Developers will be able to access the DBMS through the Web, using a Java 2-compliant application server.
Verano Inc. is making its system more flexible and easier to access by developers. The company, which provides software for monitoring, analyzing, and displaying real-time data collected from equipment used by utilities, transportation, energy, and manufacturing, will ship a new version of its platform April 8. The new version, Real-Time Application Platform/i, will expose the database management system through a Java application programming interface and include a set of library tags for reusing data objects.
The enhancements will make it possible for developers to access Verano's DBMS through a Web application running on a Java 2-compliant application server, delivering graphical depictions of data through a browser, Verano CEO Pan Kamal says. Using the new set of library tags, developers will be able to more easily segment data in Verano's database to deliver separate information to different users. (A business manager may not want the same data viewed by an engineer.) RTAP/i, which will sell for a starting price of between $60,000 and $100,000, will be particularly helpful to systems integrators, such as Verano partner Aston Dane plc, based in the United Kingdom, Kamal says.
Building support for the Java platform in RTAP/i lets customers deliver information to any terminal or thin client with a browser, says Zeus Kerravala, an analyst for the Yankee Group. In addition, customers can integrate other software, such as applications for creating reports to engineers or business managers. Java support "gives the customer a lot more flexibility with the information," Kerravala says.

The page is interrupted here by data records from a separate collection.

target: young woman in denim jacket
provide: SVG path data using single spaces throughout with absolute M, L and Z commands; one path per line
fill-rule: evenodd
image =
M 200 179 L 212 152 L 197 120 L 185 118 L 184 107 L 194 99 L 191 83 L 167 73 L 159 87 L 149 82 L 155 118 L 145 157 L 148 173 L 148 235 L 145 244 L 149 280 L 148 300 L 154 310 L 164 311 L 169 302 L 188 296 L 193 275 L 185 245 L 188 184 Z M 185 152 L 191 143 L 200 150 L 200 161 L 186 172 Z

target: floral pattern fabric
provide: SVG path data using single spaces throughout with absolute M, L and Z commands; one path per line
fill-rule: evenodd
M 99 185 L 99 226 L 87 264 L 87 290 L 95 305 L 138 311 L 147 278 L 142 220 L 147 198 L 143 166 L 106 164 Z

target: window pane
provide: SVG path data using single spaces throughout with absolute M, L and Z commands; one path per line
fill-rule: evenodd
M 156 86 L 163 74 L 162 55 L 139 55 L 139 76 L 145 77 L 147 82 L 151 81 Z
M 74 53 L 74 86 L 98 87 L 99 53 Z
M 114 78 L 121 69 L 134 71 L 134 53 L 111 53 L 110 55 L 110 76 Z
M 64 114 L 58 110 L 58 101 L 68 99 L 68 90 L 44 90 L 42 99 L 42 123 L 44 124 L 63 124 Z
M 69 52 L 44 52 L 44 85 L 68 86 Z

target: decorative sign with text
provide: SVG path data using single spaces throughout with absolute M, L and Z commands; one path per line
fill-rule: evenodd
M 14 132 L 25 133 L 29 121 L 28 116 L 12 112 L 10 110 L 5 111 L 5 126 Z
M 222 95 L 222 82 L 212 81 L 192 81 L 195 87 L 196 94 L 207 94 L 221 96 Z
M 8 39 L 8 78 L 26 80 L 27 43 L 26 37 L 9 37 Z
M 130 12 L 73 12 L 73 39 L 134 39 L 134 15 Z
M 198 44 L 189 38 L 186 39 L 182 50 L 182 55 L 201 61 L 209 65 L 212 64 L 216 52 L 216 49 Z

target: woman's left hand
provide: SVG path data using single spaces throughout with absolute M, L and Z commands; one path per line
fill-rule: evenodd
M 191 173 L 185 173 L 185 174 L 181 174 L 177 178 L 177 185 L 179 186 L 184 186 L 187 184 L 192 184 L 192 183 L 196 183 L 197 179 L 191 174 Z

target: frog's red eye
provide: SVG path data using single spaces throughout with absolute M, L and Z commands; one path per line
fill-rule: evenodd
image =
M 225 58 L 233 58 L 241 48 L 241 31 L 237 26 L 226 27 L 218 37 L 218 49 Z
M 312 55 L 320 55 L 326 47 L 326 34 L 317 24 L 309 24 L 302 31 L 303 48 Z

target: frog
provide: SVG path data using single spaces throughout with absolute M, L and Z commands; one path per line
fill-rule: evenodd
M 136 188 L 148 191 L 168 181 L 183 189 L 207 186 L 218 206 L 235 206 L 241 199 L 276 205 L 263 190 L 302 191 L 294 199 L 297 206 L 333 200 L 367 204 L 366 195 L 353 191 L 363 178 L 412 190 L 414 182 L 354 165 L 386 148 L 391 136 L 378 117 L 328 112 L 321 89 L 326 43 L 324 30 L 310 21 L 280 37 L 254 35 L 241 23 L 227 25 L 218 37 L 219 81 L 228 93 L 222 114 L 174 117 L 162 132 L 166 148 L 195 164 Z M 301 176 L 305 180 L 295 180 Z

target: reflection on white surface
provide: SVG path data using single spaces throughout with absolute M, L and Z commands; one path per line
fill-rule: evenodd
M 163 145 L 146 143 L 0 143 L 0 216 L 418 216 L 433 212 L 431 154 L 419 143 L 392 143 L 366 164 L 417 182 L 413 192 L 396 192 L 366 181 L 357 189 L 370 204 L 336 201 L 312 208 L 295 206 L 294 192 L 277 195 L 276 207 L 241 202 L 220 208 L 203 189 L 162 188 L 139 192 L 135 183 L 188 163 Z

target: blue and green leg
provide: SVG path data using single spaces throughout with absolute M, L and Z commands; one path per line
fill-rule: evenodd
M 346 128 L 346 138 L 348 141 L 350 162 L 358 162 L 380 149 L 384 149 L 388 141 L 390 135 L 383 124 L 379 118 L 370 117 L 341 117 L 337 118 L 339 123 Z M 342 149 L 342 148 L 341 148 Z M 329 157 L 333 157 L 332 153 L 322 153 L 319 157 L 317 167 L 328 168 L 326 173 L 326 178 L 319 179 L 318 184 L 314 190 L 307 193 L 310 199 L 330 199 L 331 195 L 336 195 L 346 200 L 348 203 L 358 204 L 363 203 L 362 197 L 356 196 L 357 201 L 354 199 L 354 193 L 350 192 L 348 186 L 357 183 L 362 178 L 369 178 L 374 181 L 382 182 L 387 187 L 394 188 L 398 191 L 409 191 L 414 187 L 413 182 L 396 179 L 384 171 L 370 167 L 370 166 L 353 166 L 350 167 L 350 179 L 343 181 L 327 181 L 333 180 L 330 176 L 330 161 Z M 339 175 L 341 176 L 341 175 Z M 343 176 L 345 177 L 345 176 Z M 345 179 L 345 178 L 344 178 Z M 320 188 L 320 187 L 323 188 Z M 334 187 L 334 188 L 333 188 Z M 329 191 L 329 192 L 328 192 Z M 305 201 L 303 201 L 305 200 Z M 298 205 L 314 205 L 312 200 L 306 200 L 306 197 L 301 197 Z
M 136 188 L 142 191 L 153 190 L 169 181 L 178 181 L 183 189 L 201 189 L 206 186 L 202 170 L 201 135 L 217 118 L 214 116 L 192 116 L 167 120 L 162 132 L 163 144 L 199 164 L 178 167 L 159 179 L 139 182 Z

Verano's platform includes drivers and interfaces that gather real-time data from industrial devices monitoring, for example, crude oil flowing through a pipeline. The data is stored in memory within Verano's database management system, which includes a layer of analytical software. Besides monitoring data from pipelines, rail lines, or other industrial equipment, engineers can take action through Verano's software console, such as switching trains from one track to another. A lot of the technology used in RTAP was obtained through Verano's acquisition in 2000 of the automation integration software division of Agilent Technologies Inc., formerly a unit of Hewlett-Packard.